Bankruptcy and car loans
When a Michigan resident purchases a new car but then has difficulty making the monthly payments, giving up the car could still leave money that must be paid on the loan. If the lender sells it after a repossession for less than the loan balance, the remainder is called a loan deficiency. The lender can sue for it, or it could be taken by wage garnishment or other means. One option to eliminate a car loan deficiency is bankruptcy.
Bankruptcy can eliminate some types of debt, including a car loan deficiency. Bankruptcy filing stops most creditors from making any attempts to collect money owed. While some things aren’t covered by bankruptcy, including student loans, many debts are wiped out in Chapter 7 bankruptcy. Assets are liquidated to pay creditors, but some assets are excluded from liquidation.
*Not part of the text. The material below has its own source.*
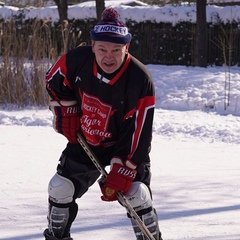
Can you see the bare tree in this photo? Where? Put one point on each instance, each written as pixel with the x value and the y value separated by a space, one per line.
pixel 201 34
pixel 62 9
Usually the debtor’s home is excluded and often a primary vehicle is excluded, so it could be possible to keep a car by filing for bankruptcy. The lender may be willing to allow a new payment plan with lower payments for the car rather than repossessing it.
The decision to file is one that will likely have a major impact on a person or couple’s financial future. Chapter 13 is another option, which instead of liquidating assets lets the debtor make affordable payments for a few years to pay off some of thedebt before the remainder of it is discharged.
If someone has given up their car and then filed for bankruptcy, getting a new car loan or other credit could be difficult because bankruptcy stays on someone’s record for up to 10 years. To help make a decision about bankruptcy or other options for debt relief, a person who is facing overwhelming bills could consult an attorney to learn about the available choices.